This week has been one of those weeks where my emotions have gone from elation to fear to peace—and then back again!
It is time for Jack to head to school. In the past, I was determined that the only way he was going to do school was with me by his side (meaning: home school). I am, however, beginning to understand that there needs to be a break between my son and I.
His power (both physical and emotional) is getting stronger…
So, I looked in to schools. The public school near us would be OK, but he would be labeled as “Other Health Impaired” and a list of other things…meaning he would only hang out with the other kids for recess (which he can’t really do much of) and PE (same thing). I looked in to private teaching–I don’t know about you, but I don’t have an extra $25,000 hanging out of my pockets.
And then we stumbled upon “special school.” This school is super tiny. There are only 3-4 kids in each class. And they are all special.
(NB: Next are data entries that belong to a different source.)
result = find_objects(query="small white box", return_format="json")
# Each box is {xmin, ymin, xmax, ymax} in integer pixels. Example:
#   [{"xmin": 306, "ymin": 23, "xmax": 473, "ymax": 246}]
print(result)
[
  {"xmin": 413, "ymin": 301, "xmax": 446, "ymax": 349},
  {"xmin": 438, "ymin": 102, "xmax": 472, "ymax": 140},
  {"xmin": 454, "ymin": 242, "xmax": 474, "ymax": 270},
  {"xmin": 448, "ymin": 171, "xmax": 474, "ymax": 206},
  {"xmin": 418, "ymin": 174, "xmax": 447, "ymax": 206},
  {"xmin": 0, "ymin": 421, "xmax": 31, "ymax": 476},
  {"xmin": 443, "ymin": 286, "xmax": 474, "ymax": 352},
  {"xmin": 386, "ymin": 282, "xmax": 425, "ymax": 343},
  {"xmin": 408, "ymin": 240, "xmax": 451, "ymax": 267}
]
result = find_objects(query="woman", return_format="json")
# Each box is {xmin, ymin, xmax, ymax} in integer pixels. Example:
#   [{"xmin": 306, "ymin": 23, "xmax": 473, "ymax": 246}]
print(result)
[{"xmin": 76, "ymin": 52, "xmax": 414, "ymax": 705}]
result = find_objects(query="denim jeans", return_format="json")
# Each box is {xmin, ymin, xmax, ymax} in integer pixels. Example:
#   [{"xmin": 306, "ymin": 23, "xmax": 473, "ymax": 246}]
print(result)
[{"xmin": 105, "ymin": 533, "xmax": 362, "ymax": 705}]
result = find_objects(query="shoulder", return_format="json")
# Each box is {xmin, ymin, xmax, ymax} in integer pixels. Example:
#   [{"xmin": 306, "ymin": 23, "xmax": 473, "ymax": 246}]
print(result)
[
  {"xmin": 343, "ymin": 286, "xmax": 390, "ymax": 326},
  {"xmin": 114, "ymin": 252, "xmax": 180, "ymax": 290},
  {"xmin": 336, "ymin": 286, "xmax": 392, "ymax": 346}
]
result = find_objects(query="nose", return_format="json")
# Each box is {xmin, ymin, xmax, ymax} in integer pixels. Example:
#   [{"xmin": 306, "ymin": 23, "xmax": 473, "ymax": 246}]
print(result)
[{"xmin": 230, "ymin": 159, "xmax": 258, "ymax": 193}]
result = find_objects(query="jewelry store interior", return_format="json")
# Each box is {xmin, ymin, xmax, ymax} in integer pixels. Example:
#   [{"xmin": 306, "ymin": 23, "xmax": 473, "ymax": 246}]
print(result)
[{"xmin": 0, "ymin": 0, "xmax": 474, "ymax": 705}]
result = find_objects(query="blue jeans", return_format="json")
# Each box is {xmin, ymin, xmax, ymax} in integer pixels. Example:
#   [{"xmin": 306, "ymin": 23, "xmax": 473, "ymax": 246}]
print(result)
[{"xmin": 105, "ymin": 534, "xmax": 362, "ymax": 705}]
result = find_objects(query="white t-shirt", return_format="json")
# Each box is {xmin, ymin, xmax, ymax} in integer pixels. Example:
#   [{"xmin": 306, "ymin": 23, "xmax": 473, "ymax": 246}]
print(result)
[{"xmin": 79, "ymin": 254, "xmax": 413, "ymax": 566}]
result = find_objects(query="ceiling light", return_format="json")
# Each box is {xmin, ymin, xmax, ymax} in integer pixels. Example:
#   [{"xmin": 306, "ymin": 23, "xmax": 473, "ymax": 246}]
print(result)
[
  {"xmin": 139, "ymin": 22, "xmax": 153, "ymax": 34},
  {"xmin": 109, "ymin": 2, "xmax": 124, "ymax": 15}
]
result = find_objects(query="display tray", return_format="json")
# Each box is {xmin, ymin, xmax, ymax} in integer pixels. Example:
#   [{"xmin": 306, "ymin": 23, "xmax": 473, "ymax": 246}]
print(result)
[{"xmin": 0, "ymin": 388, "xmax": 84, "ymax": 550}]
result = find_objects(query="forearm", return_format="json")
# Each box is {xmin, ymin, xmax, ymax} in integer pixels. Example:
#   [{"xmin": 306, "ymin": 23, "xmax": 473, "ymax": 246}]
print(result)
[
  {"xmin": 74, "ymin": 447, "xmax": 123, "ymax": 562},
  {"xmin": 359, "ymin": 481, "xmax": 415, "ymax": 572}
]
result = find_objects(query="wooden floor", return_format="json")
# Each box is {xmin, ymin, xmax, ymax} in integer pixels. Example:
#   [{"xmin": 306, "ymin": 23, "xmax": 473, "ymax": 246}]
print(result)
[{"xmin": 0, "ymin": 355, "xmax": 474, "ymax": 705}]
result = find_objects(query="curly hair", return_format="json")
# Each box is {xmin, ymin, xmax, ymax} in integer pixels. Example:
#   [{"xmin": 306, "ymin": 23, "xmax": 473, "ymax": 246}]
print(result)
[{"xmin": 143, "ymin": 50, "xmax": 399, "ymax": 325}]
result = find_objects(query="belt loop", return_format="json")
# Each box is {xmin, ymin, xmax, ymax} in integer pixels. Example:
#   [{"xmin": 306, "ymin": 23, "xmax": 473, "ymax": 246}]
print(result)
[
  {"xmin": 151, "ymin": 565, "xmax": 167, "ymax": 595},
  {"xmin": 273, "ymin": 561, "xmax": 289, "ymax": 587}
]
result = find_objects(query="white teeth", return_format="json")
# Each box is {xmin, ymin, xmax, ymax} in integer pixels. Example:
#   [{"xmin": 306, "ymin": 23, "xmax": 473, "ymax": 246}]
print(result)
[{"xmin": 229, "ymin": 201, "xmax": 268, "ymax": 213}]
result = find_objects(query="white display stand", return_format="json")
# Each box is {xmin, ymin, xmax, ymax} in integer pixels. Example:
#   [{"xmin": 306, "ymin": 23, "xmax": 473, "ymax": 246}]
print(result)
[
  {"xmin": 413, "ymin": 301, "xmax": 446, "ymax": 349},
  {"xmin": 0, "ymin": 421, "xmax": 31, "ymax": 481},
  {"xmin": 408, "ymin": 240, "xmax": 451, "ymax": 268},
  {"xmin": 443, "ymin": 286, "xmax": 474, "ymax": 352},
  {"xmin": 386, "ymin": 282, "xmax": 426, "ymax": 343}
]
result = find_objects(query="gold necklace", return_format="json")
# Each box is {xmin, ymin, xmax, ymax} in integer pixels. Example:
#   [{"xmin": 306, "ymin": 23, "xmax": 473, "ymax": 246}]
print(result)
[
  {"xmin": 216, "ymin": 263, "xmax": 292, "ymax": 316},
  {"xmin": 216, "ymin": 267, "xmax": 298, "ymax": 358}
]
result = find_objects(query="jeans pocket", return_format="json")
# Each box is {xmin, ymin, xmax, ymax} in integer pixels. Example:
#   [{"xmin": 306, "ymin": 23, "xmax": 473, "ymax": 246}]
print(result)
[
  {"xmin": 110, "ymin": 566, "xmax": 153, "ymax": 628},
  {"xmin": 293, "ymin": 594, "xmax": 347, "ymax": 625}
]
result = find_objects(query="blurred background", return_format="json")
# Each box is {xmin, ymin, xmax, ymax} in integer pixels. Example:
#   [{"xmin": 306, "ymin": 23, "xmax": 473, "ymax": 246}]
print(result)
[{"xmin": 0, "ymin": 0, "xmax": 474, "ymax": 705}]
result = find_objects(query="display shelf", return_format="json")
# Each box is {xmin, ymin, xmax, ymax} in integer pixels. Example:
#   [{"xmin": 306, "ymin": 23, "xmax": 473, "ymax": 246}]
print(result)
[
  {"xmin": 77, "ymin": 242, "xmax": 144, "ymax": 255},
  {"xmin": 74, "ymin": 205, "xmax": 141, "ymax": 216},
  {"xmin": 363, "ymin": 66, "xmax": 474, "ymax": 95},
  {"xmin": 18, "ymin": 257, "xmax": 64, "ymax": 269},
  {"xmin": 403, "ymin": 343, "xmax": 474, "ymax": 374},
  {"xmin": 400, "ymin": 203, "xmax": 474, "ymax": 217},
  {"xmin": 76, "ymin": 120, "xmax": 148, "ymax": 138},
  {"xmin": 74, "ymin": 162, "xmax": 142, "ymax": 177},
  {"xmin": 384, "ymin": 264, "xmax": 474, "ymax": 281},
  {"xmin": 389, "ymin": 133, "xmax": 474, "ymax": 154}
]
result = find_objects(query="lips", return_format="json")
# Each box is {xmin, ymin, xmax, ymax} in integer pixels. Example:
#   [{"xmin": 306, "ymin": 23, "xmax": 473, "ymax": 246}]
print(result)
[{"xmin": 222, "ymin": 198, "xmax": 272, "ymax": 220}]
Don’t think I jumped on board right away. Actually, I canceled our appointment to go visit.
I couldn’t do it.
I couldn’t force myself to walk in to this school and enroll my son.
A)I don’t want to?
B) I don’t want him away from me?
C) I don’t trust anyone else (heh)? I don’t want to admit to myself that I’m paying for school now since he won’t probably ever go to college?
D) I’m too emotionally charged about it right now to make a good decision?
E) All of the above.
What do you do? What works for you? What doesn’t?